El cementerio musulmán incrementará su capacidad en un 71%

Aprobado el pliego de condiciones para contratar las obras de ejecución de 69 nuevas fosas Además se plantarán olivos y palmeras y se ejecutarán aceras y un vial de acceso al cementerio

La Junta de Gobierno ha aprobado el pliego de condiciones para contratar las obras de ampliación del cementerio musulmán, que se encuentra a la izquierda de la puerta principal del camposanto.

Estos trabajos permitirán ampliar el número de fosas en 69 siendo el número actual de 97 fosas, a la vez que se mejora la adecuación de este espacio con la delimitación de las unidades de enterramiento mediante la colocación de bordillos de hormigón prefabricado.

Asimismo se plantarán olivos y palmeras y se ejecutarán aceras y un vial de acceso asfaltado desde la calle exterior al cementerio municipal hasta el acceso exterior al cementerio musulmán.
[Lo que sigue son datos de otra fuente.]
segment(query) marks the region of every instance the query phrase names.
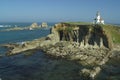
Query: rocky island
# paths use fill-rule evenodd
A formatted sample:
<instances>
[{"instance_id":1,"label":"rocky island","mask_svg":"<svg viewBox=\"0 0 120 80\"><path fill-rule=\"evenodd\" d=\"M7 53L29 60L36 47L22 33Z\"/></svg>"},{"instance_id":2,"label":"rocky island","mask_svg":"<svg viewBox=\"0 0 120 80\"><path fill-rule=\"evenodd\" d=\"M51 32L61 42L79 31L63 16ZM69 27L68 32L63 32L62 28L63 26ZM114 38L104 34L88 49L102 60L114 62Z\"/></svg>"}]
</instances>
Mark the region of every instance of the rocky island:
<instances>
[{"instance_id":1,"label":"rocky island","mask_svg":"<svg viewBox=\"0 0 120 80\"><path fill-rule=\"evenodd\" d=\"M79 76L94 80L108 69L104 66L110 59L120 60L120 27L114 25L64 22L55 24L51 33L40 39L22 44L5 44L7 56L40 49L53 58L75 61L83 66Z\"/></svg>"},{"instance_id":2,"label":"rocky island","mask_svg":"<svg viewBox=\"0 0 120 80\"><path fill-rule=\"evenodd\" d=\"M10 27L10 28L3 29L0 31L35 30L35 29L41 29L41 28L47 28L47 27L48 25L45 22L42 22L41 25L38 25L36 22L34 22L30 26L20 27L20 26L15 25L15 27Z\"/></svg>"}]
</instances>

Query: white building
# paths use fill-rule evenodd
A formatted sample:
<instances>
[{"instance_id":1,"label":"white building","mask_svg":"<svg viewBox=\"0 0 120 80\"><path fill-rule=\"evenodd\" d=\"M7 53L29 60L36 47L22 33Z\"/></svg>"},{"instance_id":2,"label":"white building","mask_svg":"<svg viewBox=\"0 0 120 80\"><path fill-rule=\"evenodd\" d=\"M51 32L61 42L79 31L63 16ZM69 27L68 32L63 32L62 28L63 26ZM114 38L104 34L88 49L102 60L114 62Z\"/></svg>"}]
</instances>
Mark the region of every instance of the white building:
<instances>
[{"instance_id":1,"label":"white building","mask_svg":"<svg viewBox=\"0 0 120 80\"><path fill-rule=\"evenodd\" d=\"M95 24L104 24L104 20L100 16L100 12L97 11L96 18L94 19Z\"/></svg>"}]
</instances>

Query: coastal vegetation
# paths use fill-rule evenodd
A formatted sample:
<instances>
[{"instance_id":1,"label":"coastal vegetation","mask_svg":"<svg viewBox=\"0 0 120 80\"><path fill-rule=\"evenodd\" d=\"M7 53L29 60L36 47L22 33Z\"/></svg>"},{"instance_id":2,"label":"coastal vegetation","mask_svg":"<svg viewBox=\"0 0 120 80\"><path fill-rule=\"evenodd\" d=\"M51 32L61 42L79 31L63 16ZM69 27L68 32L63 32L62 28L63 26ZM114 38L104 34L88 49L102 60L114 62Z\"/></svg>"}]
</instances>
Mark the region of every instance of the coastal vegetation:
<instances>
[{"instance_id":1,"label":"coastal vegetation","mask_svg":"<svg viewBox=\"0 0 120 80\"><path fill-rule=\"evenodd\" d=\"M113 43L120 43L120 27L114 25L101 25L111 35Z\"/></svg>"}]
</instances>

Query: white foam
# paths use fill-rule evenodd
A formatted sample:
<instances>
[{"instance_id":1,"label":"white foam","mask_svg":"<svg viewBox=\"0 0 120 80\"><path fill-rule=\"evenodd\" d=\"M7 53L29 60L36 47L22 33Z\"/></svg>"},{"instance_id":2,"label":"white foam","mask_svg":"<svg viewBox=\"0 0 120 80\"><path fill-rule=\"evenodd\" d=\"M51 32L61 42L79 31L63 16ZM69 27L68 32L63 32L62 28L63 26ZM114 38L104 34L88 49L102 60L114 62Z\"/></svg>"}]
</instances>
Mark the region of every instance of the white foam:
<instances>
[{"instance_id":1,"label":"white foam","mask_svg":"<svg viewBox=\"0 0 120 80\"><path fill-rule=\"evenodd\" d=\"M11 27L11 25L0 25L0 27Z\"/></svg>"}]
</instances>

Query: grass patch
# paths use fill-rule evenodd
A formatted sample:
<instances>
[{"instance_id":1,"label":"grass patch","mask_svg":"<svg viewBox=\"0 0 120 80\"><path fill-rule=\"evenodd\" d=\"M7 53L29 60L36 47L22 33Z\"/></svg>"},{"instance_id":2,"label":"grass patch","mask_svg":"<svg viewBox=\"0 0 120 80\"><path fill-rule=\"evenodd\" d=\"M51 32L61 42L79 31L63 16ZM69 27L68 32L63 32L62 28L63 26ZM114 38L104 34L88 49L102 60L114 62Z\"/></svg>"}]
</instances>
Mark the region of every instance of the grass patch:
<instances>
[{"instance_id":1,"label":"grass patch","mask_svg":"<svg viewBox=\"0 0 120 80\"><path fill-rule=\"evenodd\" d=\"M107 34L112 37L113 43L120 43L120 27L114 25L101 25Z\"/></svg>"},{"instance_id":2,"label":"grass patch","mask_svg":"<svg viewBox=\"0 0 120 80\"><path fill-rule=\"evenodd\" d=\"M72 25L92 25L90 22L65 22L67 24L72 24Z\"/></svg>"}]
</instances>

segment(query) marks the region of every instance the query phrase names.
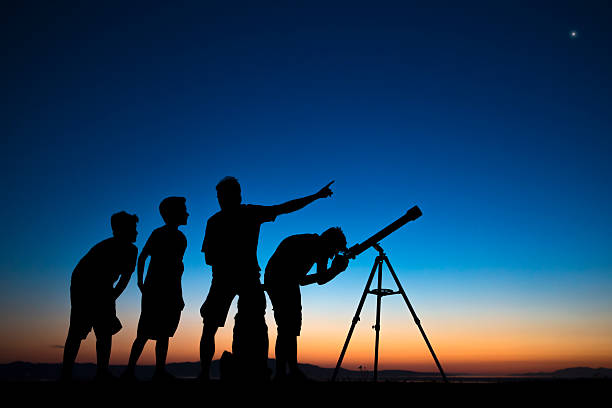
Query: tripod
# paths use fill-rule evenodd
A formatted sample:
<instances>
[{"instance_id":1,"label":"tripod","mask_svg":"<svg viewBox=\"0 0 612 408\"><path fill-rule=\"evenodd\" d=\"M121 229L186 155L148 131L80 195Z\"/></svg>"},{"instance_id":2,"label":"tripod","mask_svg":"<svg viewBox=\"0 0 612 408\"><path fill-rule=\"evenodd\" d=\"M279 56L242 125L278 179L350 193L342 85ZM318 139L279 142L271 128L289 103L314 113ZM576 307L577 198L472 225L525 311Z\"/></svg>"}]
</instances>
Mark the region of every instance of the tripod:
<instances>
[{"instance_id":1,"label":"tripod","mask_svg":"<svg viewBox=\"0 0 612 408\"><path fill-rule=\"evenodd\" d=\"M375 344L374 345L374 381L376 382L378 380L378 342L380 338L381 300L383 296L400 294L404 298L404 301L406 302L406 305L408 306L408 309L410 310L410 313L412 314L414 322L419 327L419 330L421 331L421 334L423 335L423 339L425 339L425 343L427 344L427 347L429 348L429 351L431 352L431 355L434 361L436 362L436 365L438 366L438 370L440 370L440 374L442 375L444 382L448 382L446 375L444 374L444 371L442 370L442 366L440 365L440 362L438 361L438 358L436 357L436 353L434 353L434 350L431 347L429 340L427 339L427 335L425 335L425 331L423 330L423 327L421 327L421 321L419 320L419 318L416 315L416 312L412 308L412 305L410 304L410 301L408 300L408 296L406 296L406 292L404 292L404 288L402 288L402 285L399 279L397 278L397 275L395 274L393 267L391 267L391 263L389 263L389 258L387 258L387 255L385 254L383 249L380 247L380 245L374 244L372 245L372 247L378 251L378 256L376 256L376 260L374 261L374 265L372 266L372 272L370 272L368 282L366 283L366 287L363 290L363 294L361 295L359 306L357 306L355 317L353 317L353 323L351 324L351 328L349 329L348 335L346 336L344 347L342 347L342 352L340 353L340 357L338 358L338 363L336 364L336 369L334 370L334 374L332 375L331 380L332 381L336 380L336 376L338 375L338 371L340 370L340 365L342 365L342 360L344 359L344 354L346 353L346 349L348 348L349 342L351 340L351 336L353 335L353 330L355 330L355 326L357 325L357 322L359 321L359 315L361 314L361 309L363 308L363 304L365 303L365 299L368 294L376 295L376 324L372 326L372 328L376 331L376 341L374 343ZM397 288L398 288L397 291L392 291L391 289L381 288L383 263L386 264L387 267L389 268L389 272L391 272L391 276L393 277L393 280L395 280L395 283L397 285ZM374 274L376 273L377 270L378 270L378 287L376 289L370 290L370 286L372 285L372 280L374 279Z\"/></svg>"}]
</instances>

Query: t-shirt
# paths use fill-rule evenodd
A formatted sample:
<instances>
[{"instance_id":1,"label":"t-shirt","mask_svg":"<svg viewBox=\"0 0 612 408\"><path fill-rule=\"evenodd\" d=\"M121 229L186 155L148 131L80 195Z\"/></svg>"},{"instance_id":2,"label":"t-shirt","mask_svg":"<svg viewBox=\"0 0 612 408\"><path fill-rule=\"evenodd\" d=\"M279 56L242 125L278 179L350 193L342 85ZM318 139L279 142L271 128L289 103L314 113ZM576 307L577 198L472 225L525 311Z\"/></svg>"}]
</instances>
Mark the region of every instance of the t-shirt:
<instances>
[{"instance_id":1,"label":"t-shirt","mask_svg":"<svg viewBox=\"0 0 612 408\"><path fill-rule=\"evenodd\" d=\"M325 262L318 234L299 234L285 238L268 261L266 286L299 284L316 262Z\"/></svg>"},{"instance_id":2,"label":"t-shirt","mask_svg":"<svg viewBox=\"0 0 612 408\"><path fill-rule=\"evenodd\" d=\"M276 206L242 204L232 210L221 210L208 219L202 243L206 263L213 276L223 278L259 275L257 243L261 224L274 221ZM223 276L221 276L223 275Z\"/></svg>"},{"instance_id":3,"label":"t-shirt","mask_svg":"<svg viewBox=\"0 0 612 408\"><path fill-rule=\"evenodd\" d=\"M176 228L164 225L151 233L142 249L151 256L144 281L145 292L182 302L181 277L186 248L187 238Z\"/></svg>"},{"instance_id":4,"label":"t-shirt","mask_svg":"<svg viewBox=\"0 0 612 408\"><path fill-rule=\"evenodd\" d=\"M115 237L94 245L72 272L73 300L111 299L119 276L134 272L137 256L136 245Z\"/></svg>"}]
</instances>

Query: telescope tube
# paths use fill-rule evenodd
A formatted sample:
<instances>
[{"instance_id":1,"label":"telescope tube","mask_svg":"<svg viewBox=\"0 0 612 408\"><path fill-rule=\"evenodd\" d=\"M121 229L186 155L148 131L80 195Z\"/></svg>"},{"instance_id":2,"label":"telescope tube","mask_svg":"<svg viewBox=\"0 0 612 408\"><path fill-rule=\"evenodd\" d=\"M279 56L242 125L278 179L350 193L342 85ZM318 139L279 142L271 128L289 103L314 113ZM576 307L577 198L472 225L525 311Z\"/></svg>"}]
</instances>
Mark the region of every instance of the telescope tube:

Otra de las obras contempladas es la reparación de la mezquita existente que se encuentra deteriorada en la cúpula de la cubierta y en la pintura de revestimiento de las salas interiores.

En las obras que se llevarán a cabo se respetará la infraestructura que rodea en la actualidad el cementerio musulmán y que data de 1890.

Los trabajos se llevarán a cabo sobre una superficie de 445 metros cuadrados. Es este un viejo anhelo que persigue el Ayuntamiento, ya que en marzo de 2017 también presentó un proyecto similar.

El año pasado se produjeron cuatro enterramientos y en 2017 tuvieron lugar dos.

Orígenes

El cementerio musulmán de Murcia se habilitó durante la década de los años 90 para dar respuesta al fallecimiento de personas que profesaban esta religión y que se encontraban en la capital regional, en buena medida, atraídos por los puestos de trabajo relacionados con la agricultura que surgieron en la comarca del Campo de Cartagena.

El 27 de abril de 1998 se produjo el primer enterramiento musulmán y Murcia se convirtió en la segunda localidad española en contar con un camposanto para musulmanes por detrás del que se habilitó en el municipio madrileño de Griñón.

El pueblo musulmán entierra a los fallecidos directamente en la tierra, a poca profundidad, colocando a la persona en posición de cúbito supino lateral, envuelta en un sudario después de lavar el cuerpo y orientándola hacia La Meca.

Estas obras cuentan con un presupuesto máximo de 126.982,82 euros en un plazo de 3 meses.